The Internet has opened a new world for small business (SMB) owners. No longer do you have to send mailers that more than likely end up in the garbage. Now, thanks to the Internet and Google, potential customers search for their type of goods or services and follow a made-to-order pathway to your website.
Unfortunately, this convenience opens a door for hackers, too. What this means for SMB owners like you is, now there are two fronts to protect — your brick-and-mortar business and your computer networks. Yes, it’s double the trouble, but failing to secure either can leave you open to loss of goods as well as loss of secure data.
If you haven’t taken stock of your security practices lately, there’s no time like the present.
Physical Security
Doors and windows are a logical place to start. Consider the following questions:
- Have you considered an access control system? Installing one that utilizes specialized credentials such as keycards will allow you to limit access to your building and any sensitive areas. With some systems, you can specify the time and day to coordinate with employee shifts. You could also revoke access should you terminate employment.
- Do you have a key distribution system? Hopefully you’ve upgraded your locks, especially those that secure areas that house sensitive files or intellectual property. The question then becomes how to distribute keys to authorized personnel. One solution is to install a PIN-protected lockbox that keeps track of who used the keys and when.

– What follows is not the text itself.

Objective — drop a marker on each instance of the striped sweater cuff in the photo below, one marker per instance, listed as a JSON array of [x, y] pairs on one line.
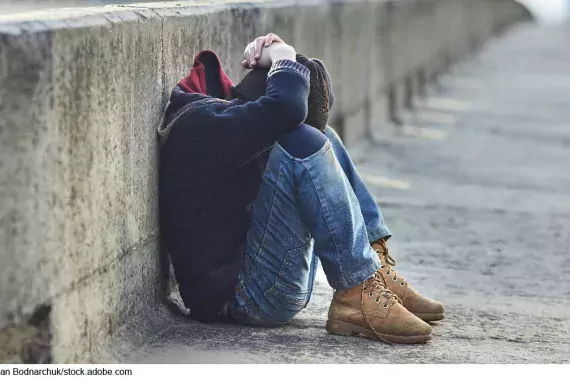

- Have you installed video surveillance cameras? Mounting security cameras on your building’s exterior can deter thieves and vandals. Indoor cameras can help you monitor inventory, safes and sensitive areas — as well as employee practices. Should an intruder gain entrance, the video footage will help police apprehend him or her.
- Who monitors your security system? Choose an outside company that will automatically notify you, or a designated employee, should your alarm sound before notifying the police. This will save you money levied by police departments for false alarms.
- Have you instituted an emergency and response communication system? Your employees should be trained on how to handle the case of an intruder, active shooter or suspicious package. Establish who will communicate the threat to the rest of the staff and how. Have a backup plan in place, as well.
Cybersecurity
Don’t labor under the false pretense that your company wasn’t big or important enough to interest hackers. Many SMB owners discover the hard way that cyber intruders are equal-opportunity invaders. According to the U.S. Congressional Small Business Committee, 71 percent of data breaches take place at businesses with fewer than 100 employees. You don’t hear about those cyberattacks because giant corporations like Target and Yahoo make for bigger headlines. Hackers like it that way because they depend on such complacency to provide cover as they invade SMB servers, networks and PCs.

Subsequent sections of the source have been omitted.